The effect of age on OCA transplants is controversial, with literature reporting both older or younger age as risk factors.12,17,23,24,28 This study identified that age between 20 and 29 was associated with decreased odds of salvage surgery. Although the mechanism remains unclear, the known relationship between increasing age and loss of healing capacity, cellular degeneration, and immunoprotection intuitively supports the notion that there is increased risk with increased age. 24 Wang et al.’s study demonstrates a marked decrease in allograft survivorship in patients aged 40 or older. 23 Kunze et al. also conclude that age is an additional important risk factor for failure after OCA, in addition to higher BMI. 28 Although the aforementioned studies report a similar trend, an important distinction must be made between their results and that of this study—young age was associated with significantly decreased odds of requiring salvage procedures, but no significant odds were identified for older age cohorts. Based on our results, patients in the third decade of life may be good candidates for OCA transplantation in the knee, but more research must be done to further characterize risk profile for older patients. Overall, our study adds evidence to the discussion on best indications for OCA per age, but due to the current heterogeneity of data, clinical decision-making must take into account patient-specific goals and weigh the risk of subsequent surgery with the potential for functional improvement.

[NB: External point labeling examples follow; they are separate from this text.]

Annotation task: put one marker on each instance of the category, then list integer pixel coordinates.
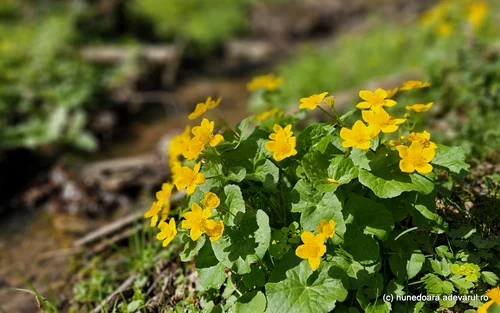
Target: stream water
(35, 245)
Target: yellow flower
(469, 270)
(415, 157)
(214, 229)
(175, 165)
(484, 308)
(327, 228)
(494, 294)
(189, 178)
(269, 82)
(165, 192)
(477, 13)
(265, 115)
(391, 93)
(167, 232)
(395, 143)
(153, 213)
(284, 142)
(360, 135)
(203, 107)
(380, 118)
(375, 99)
(312, 102)
(312, 249)
(413, 84)
(202, 136)
(179, 144)
(196, 221)
(419, 107)
(423, 138)
(444, 29)
(210, 200)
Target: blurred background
(91, 92)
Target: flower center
(418, 160)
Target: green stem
(324, 111)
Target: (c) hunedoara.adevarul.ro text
(427, 298)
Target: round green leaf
(252, 302)
(211, 272)
(244, 244)
(305, 291)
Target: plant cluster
(45, 88)
(328, 216)
(449, 17)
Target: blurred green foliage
(469, 101)
(203, 23)
(389, 48)
(44, 86)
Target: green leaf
(452, 158)
(304, 196)
(358, 275)
(252, 302)
(244, 244)
(329, 208)
(370, 216)
(234, 201)
(315, 165)
(390, 182)
(489, 278)
(406, 266)
(305, 291)
(436, 286)
(311, 137)
(379, 306)
(265, 172)
(361, 247)
(242, 127)
(441, 267)
(361, 158)
(134, 306)
(461, 283)
(443, 252)
(211, 272)
(424, 213)
(256, 277)
(237, 173)
(252, 148)
(190, 247)
(340, 169)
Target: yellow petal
(363, 105)
(348, 144)
(154, 220)
(167, 241)
(307, 237)
(270, 146)
(406, 167)
(366, 95)
(302, 252)
(217, 139)
(277, 128)
(425, 169)
(363, 146)
(390, 103)
(389, 129)
(199, 110)
(314, 263)
(428, 154)
(195, 233)
(403, 151)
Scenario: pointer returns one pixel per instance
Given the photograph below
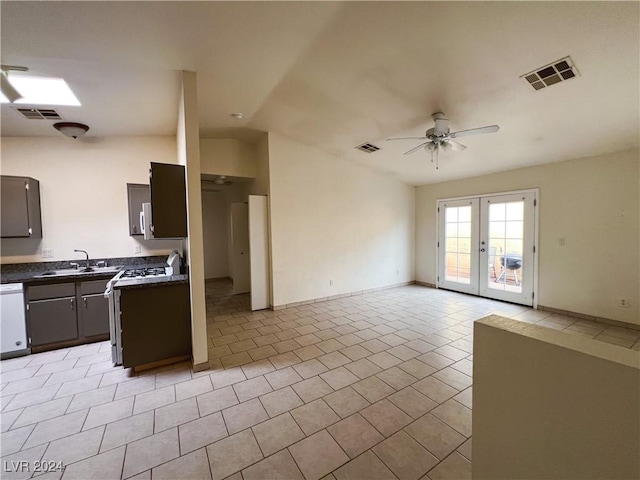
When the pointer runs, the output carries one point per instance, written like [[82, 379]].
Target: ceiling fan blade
[[456, 146], [406, 138], [415, 149], [475, 131]]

Prior or concomitant bony realignment was also identified as a protective factor against the risk of salvage surgery following OCA transplantation. Realignment osteotomy is often indicated as a concomitant or staged procedure with OCA transplantation, in patients in which the weight-bearing axis falls through the cartilage defect. 38 High tibial osteotomy or lateral distal femoral osteotomy, for varus and valgus malalignment, respectively, act to decrease the load on the graft and effectively increase survival. 39 Tibial tubercle osteotomy similarly can transfer the load from the damaged patellofemoral chondral surface to a healthier area, in patients with patellar maltracking. 38 A recent systematic review from Kunze et al. reported that concomitant procedures—such as realignment osteotomy, or meniscus transplant—at the time of OCA were not associated with graft failure. 28 Our results take this one step further, suggesting that patients having undergone bony realignment prior or with current indications for realignment may be better candidates for OCA with longer graft durability. Of note, we have no information on the coronal plane alignment of the patients in our study, limiting the impact of our findings related to associated osteotomies.

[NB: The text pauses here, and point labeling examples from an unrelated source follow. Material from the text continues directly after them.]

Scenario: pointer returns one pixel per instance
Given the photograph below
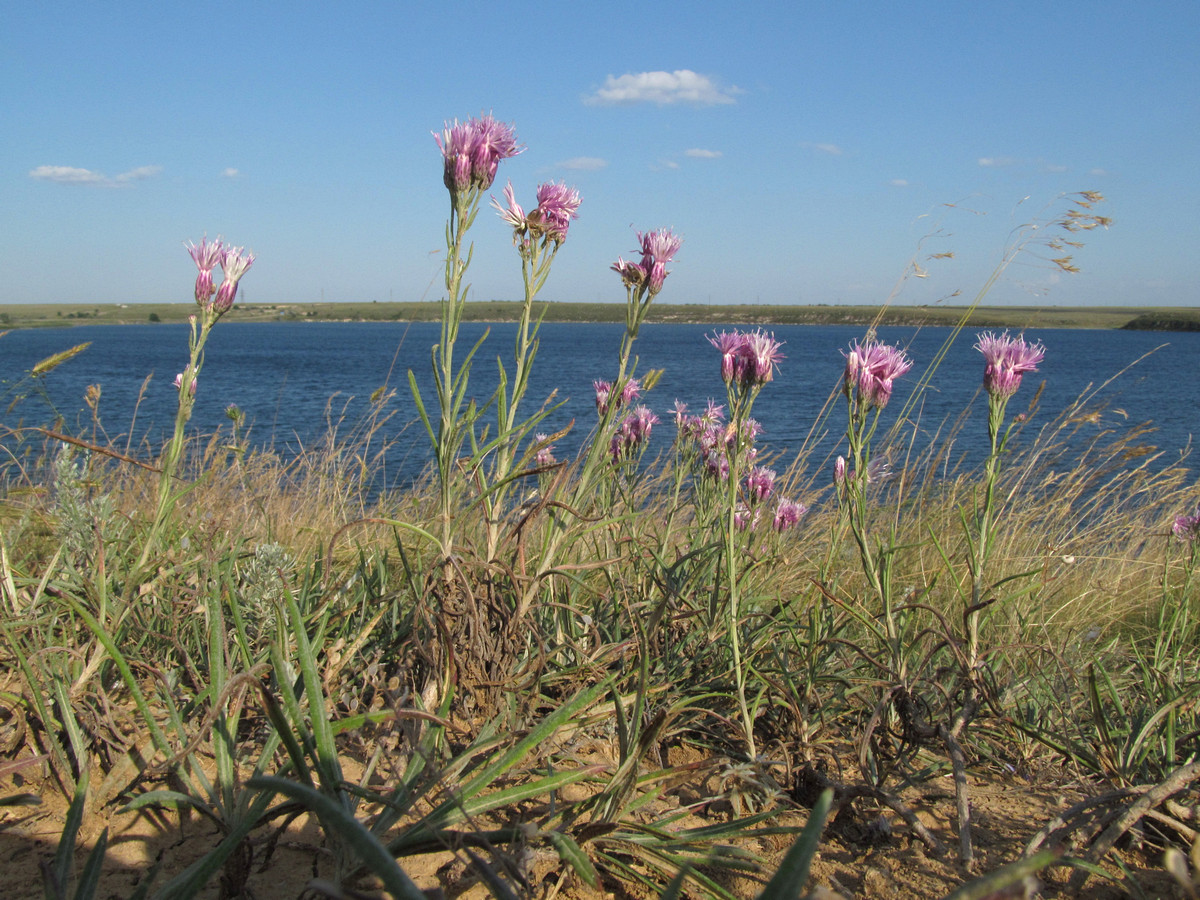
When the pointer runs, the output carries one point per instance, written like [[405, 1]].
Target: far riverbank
[[1159, 318]]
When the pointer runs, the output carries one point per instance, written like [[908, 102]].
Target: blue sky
[[805, 151]]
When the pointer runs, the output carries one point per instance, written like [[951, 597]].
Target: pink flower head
[[233, 265], [681, 413], [545, 454], [748, 359], [604, 391], [658, 249], [635, 429], [557, 205], [760, 484], [787, 515], [207, 257], [513, 214], [744, 517], [1007, 360], [761, 352], [630, 273], [472, 151], [631, 391], [179, 384], [730, 345], [1187, 528], [873, 367]]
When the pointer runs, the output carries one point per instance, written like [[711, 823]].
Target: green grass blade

As with all retrospective analyses of insurance claims data sets, this study is not without its limitations. First and foremost, the interpretation of the results relies on accurate coding and is subject to potential sampling bias. Fortunately, this study primarily relies on CPT codes to identify the sample population and outcome of interest, as opposed to International Classification of Diseases (ICD) codes, which provides more certainty in their accuracy. However, due to reliance on CPT codes, we were unable to confirm or report patient or procedure-specific details such as injury severity, activity demand, laterality, graft site, surgical technique, size/preparation of the allograft, and perioperative or intraoperative complications. There is a small chance that some salvage procedures were not captured by the included set of CPT codes; however, our best attempt was made to gather all salvage procedures based on current clinic recommendations for revision after failed cartilage restoration. Second, given the use of billing codes, there is no way to determine postoperative course via adherence to postoperative recommendations or PROMs, both of which likely influence the rates of allograft failure and salvage surgery. Similarly, we are unable to elucidate patient-specific indications for subsequent surgeries. Similar to the limitations described by Gillinov et al., there was a large portion of patients without the full 5-year follow-up, which may change the true rate of allograft failure. 30 However, the used Kaplan-Meier function censors those patients without the full 5-year follow-up which provides a more accurate estimate of the true rate of allograft failure over the initial 5-year postoperative period. Finally, further research is needed to address the reoperation risk in other populations considering OCA for cartilage defects, namely those with more extensive knee surgical history.
Conclusion
In an analysis of 6,391 patients who underwent OCA transplant, less than 2% of patients required a failure-defining articular cartilage salvage surgery. Most subsequent surgeries occurred in the first two postoperative years. Young age and concomitant or prior bony realignment procedures were protective factors against graft failure. These findings suggest that OCA in the knee is a durable cartilage replacement procedure, especially in young patients with corrected bony malalignment. The use of salvage surgery as a utilitarian failure metric can clarify success of cartilage procedures and should be interpreted alongside other outcome metrics for optimal clinical decision-making.
Footnotes
Acknowledgment and Funding: The author(s) received no financial support for the research, authorship, and/or publication of this article.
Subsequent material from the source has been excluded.